Do not map password fields. Floh ignores SCIM password operations.

4.5 Group push (optional)

After user provisioning works:

  1. ProvisioningTo App → enable Push Groups (or Sync groups).
  2. Push Groups tab → select Okta groups to push.
  3. Floh maps SCIM Groups to user_group and memberships—not to Floh RBAC roles or entitlements (see Groups policy).

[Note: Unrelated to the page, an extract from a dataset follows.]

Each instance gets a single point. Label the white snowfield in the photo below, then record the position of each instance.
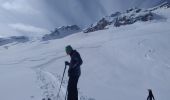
(119, 64)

Use Okta groups for Floh roles only through the OIDC groups claim (section 2), not through SCIM group push.

4.6 Run provisioning

  • ProvisioningRun provisioning (or wait for the next sync cycle).
  • In Okta, open the user → ProvisioningView Logs for per-request success/failure.

In Floh, provisioned users appear as unconfirmed until they complete an OIDC login with the same email (userName). SCIM does not set iss / sub; first Okta login binds the real identity.


5. End-to-end test checklist

  • [ ] OIDC: sign in to Floh web UI with an Okta user; roles match Okta group membership.
  • [ ] SCIM: assign a new user to the SCIM app in Okta; user row appears in Floh with confirmed = false until OIDC login.
  • [ ] SCIM: change displayName in Okta; Floh user updates on sync.
  • [ ] SCIM: deactivate user in Okta; Floh user.active becomes false; iss / sub unchanged.
  • [ ] SCIM (optional): push a group; Floh user_group and memberships update.
  • [ ] Audit: SCIM writes emit scim.user.* / scim.group.* actions (no bearer token in metadata).

6. Troubleshooting

Symptom Likely cause What to do
Okta Test Connector fails with connection error Floh not reachable from Okta (localhost, firewall) Use an HTTPS tunnel to your dev API; confirm URL is …/scim/v2 without a double /v2/v2.
401 / Invalid SCIM bearer token Wrong token, inactive client, or typo Re-run section 3.1; confirm status = 'active'; use Authorization: Bearer scim_… with no extra quotes.
400 invalidFilter Unsupported filter Floh supports equality filters only (userName eq "…", etc.); see Filters.
User created in Floh but cannot log in SCIM user not confirmed User must sign in via OIDC (section 2) with the same email as userName.
User has no admin permissions SCIM does not grant RBAC Add user to Okta groups that map to OIDC_ROLE_ADMIN (or other roles), not only SCIM-assigned app groups.
409 uniqueness Email or externalId conflict Another SCIM client or user already owns the identity; see integration tests / identity policy.
Okta provisioning log shows 415 or parse errors Content-Type Floh accepts application/scim+json (Okta’s default).
Profile update does not deactivate Wrong PATCH op Floh supports replace on active; unsupported ops return 400 without changing the user.

Logs: check Floh server logs for Unexpected SCIM route failure on 5xx. Do not log bearer tokens.

CSRF: SCIM routes skip CSRF when the request uses Authorization: Bearer … only; Okta does not need Floh CSRF cookies.


7. Production notes

  • Use a stable public Floh URL and TLS for the SCIM base URL.
  • Issue a dedicated scim_client per Okta org (or environment); rotate by creating a new token, updating Okta, then deactivating the old client.
  • Keep OIDC and SCIM apps in sync on email / userName conventions across environments.
  • Document Okta change windows; full reconciliations can update many users and groups at once.